Margaret Miller Curtis, born in Marianna, Florida in 1935, earned a bachelor's degree in education from Florida State University and taught elementary school in Florida and Ohio. In 1973 she moved to Georgia and became active in the Women's Movement, expressing her Christian faith in her activism for women's rights. During the 1970's and 1980's she functioned as a writer, lobbyist, and fund-raiser for a number of organizations: She has been chair of the Speaker's Bureau for ERA Georgia, Inc. (1979-1980), president of People of Faith for the ERA in Georgia (1980-1982), and on the board of directors for the Council on Battered Women (1975, 1986-88). She has also traveled and spoken extensively at religious and community meetings throughout Georgia, advocating for the ratification of the ERA. Curtis ""specialized"" in newspaper publicity and letter writing and has had over 500 of her letters to the editor published, in addition to those she authored for others. Many of these letters, which she continues to write, address the ERA and other women's issues.
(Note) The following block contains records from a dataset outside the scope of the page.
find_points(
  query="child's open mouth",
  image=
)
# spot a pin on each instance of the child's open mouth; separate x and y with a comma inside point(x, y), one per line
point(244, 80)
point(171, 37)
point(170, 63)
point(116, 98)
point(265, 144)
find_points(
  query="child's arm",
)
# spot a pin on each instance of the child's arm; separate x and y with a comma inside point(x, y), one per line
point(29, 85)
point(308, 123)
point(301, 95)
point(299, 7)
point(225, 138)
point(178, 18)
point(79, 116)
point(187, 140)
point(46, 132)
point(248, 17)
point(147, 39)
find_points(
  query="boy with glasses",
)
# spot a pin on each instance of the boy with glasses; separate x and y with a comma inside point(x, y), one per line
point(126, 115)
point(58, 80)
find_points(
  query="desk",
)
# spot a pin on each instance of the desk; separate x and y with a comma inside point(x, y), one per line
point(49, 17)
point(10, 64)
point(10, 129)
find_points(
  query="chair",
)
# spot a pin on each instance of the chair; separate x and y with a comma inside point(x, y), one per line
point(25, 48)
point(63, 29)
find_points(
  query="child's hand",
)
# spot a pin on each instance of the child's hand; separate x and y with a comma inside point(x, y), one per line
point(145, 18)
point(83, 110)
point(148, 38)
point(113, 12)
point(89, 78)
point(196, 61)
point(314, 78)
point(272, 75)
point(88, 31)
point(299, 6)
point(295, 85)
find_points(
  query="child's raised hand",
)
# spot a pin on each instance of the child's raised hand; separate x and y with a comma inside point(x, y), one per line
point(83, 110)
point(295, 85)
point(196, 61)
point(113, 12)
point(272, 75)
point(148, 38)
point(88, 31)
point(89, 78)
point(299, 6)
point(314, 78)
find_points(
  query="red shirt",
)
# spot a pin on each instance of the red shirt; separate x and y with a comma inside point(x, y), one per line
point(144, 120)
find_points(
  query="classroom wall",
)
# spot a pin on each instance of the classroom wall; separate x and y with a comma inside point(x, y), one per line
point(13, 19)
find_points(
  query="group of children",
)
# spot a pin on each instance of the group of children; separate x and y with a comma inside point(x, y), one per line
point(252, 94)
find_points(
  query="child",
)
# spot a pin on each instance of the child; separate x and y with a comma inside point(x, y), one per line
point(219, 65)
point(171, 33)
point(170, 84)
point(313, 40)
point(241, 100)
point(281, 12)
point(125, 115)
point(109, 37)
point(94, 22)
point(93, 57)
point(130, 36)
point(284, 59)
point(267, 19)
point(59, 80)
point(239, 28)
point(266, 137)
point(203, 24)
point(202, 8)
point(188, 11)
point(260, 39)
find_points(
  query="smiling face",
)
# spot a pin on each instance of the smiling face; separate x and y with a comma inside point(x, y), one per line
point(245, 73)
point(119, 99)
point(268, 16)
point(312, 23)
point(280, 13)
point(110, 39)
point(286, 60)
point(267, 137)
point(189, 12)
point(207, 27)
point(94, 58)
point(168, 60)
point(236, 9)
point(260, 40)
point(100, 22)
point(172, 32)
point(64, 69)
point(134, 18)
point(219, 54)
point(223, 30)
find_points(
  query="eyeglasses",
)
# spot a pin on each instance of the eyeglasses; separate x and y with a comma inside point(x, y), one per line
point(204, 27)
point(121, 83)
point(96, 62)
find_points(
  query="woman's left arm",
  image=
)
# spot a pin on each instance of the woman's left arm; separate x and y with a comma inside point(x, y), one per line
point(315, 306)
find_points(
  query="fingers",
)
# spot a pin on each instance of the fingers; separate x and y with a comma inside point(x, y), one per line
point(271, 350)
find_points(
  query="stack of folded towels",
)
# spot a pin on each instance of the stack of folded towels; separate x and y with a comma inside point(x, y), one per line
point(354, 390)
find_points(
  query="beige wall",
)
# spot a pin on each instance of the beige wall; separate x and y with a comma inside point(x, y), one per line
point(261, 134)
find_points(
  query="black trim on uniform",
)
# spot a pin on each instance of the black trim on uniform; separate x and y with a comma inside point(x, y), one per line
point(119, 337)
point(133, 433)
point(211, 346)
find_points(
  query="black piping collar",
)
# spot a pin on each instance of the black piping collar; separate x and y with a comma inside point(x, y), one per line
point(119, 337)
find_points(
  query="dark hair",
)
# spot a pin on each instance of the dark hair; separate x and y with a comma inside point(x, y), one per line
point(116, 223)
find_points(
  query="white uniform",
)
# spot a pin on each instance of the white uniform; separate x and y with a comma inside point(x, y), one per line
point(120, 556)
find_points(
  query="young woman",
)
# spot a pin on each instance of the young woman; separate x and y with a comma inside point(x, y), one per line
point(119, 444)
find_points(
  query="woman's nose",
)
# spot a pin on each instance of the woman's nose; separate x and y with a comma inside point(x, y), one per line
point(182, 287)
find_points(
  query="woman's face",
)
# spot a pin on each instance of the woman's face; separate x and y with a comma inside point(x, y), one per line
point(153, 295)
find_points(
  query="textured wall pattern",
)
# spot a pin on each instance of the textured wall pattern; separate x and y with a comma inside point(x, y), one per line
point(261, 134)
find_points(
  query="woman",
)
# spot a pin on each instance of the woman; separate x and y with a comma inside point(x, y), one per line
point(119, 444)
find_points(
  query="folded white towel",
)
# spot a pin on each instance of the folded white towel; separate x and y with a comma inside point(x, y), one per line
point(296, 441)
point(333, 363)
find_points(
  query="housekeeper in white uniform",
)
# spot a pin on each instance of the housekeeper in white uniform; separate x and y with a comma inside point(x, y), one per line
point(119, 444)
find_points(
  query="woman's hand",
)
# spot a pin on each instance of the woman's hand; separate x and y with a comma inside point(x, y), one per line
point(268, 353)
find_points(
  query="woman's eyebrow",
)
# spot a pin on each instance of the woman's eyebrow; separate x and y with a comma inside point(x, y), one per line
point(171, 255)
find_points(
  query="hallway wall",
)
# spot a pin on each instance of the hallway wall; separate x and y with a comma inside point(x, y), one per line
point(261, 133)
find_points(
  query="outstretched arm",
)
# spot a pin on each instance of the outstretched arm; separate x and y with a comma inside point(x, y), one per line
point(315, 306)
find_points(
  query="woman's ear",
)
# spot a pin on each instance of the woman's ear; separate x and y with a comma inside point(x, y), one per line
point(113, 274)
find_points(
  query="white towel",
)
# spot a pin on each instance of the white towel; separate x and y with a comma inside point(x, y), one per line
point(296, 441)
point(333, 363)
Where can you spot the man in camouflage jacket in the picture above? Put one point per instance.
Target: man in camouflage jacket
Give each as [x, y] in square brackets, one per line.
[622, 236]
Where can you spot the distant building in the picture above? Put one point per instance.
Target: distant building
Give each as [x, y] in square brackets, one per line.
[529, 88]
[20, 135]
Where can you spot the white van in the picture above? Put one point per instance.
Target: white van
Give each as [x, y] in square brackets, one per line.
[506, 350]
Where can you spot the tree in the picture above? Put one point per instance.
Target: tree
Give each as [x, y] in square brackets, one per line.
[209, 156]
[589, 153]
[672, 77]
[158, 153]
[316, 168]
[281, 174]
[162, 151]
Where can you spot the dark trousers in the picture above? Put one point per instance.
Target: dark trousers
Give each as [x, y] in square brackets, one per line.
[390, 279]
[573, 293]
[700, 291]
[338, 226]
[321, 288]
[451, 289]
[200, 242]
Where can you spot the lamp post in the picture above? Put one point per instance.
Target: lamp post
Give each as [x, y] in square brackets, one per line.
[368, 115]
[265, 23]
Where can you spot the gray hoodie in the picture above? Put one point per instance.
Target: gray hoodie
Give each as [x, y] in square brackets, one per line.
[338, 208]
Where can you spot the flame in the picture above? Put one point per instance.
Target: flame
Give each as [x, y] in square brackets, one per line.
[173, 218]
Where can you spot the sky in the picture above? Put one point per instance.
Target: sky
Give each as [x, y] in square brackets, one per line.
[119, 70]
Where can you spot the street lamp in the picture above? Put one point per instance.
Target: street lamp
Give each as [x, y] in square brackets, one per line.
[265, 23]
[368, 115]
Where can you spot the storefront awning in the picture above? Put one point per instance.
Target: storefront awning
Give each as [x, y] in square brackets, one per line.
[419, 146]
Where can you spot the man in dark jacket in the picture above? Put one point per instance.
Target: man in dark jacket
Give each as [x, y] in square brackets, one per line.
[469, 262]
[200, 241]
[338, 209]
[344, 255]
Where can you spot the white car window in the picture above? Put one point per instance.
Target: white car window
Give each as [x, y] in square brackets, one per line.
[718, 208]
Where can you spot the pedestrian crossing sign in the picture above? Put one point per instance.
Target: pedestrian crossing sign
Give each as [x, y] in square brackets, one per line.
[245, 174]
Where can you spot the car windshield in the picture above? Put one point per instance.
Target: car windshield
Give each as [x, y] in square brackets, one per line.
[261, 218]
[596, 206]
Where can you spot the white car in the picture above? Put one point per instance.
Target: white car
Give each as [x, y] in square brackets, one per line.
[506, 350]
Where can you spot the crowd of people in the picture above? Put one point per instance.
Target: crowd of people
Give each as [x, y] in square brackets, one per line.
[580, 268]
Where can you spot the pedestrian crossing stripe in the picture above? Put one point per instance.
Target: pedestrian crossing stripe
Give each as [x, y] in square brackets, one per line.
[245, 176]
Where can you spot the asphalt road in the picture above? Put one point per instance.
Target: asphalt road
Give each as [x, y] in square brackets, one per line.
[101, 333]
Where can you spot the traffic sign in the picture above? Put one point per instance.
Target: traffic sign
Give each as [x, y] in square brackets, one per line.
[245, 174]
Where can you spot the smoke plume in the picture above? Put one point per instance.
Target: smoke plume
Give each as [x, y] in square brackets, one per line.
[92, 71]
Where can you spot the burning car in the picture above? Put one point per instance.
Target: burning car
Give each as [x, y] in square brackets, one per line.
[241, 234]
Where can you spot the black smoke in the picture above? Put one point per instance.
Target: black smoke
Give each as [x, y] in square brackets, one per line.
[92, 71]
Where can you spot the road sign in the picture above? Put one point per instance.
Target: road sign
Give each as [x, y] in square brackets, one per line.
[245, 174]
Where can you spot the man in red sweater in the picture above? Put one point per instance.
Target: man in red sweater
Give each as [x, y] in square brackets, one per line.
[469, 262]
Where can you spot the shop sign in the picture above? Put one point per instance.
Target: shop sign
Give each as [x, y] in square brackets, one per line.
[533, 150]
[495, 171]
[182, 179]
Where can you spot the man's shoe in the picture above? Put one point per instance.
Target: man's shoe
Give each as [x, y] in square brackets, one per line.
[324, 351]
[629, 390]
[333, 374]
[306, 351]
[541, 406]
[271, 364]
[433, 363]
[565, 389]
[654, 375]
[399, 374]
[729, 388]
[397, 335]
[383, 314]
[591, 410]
Her cartoons and creative writings, some of which have also been published, reflect her activism and interest in these issues.
Abstract of the full interview
Curtis describes her childhood in Florida and ascribes her strong feminist activism to her mother, whom she characterizes as a woman, ""who had a hard life, but she's always conquered every obstacle."" Curtis won the Lewis (teaching) scholarship and went to college at Florida State University, where she became involved with the campus newspaper and her features won a national prize. Curtis recalls moving to Georgia in 1973, and becoming involved with the Women's Movement by writing letters to newspapers about the ERA. She describes the women's issues that most concerned her, including domestic violence, economic autonomy, and discrimination. Curtis was involved in a number of organizations, including the Council on Battered Women, the League of Women Voters, the AAUW [American Association of University Women], and she was the President of the People of Faith for the ERA in Georgia. She describes her affiliation with these and other organizations in detail. She also describes how she felt about some of the major leaders of the Women's Movement in Georgia and the accomplishments of the Movement.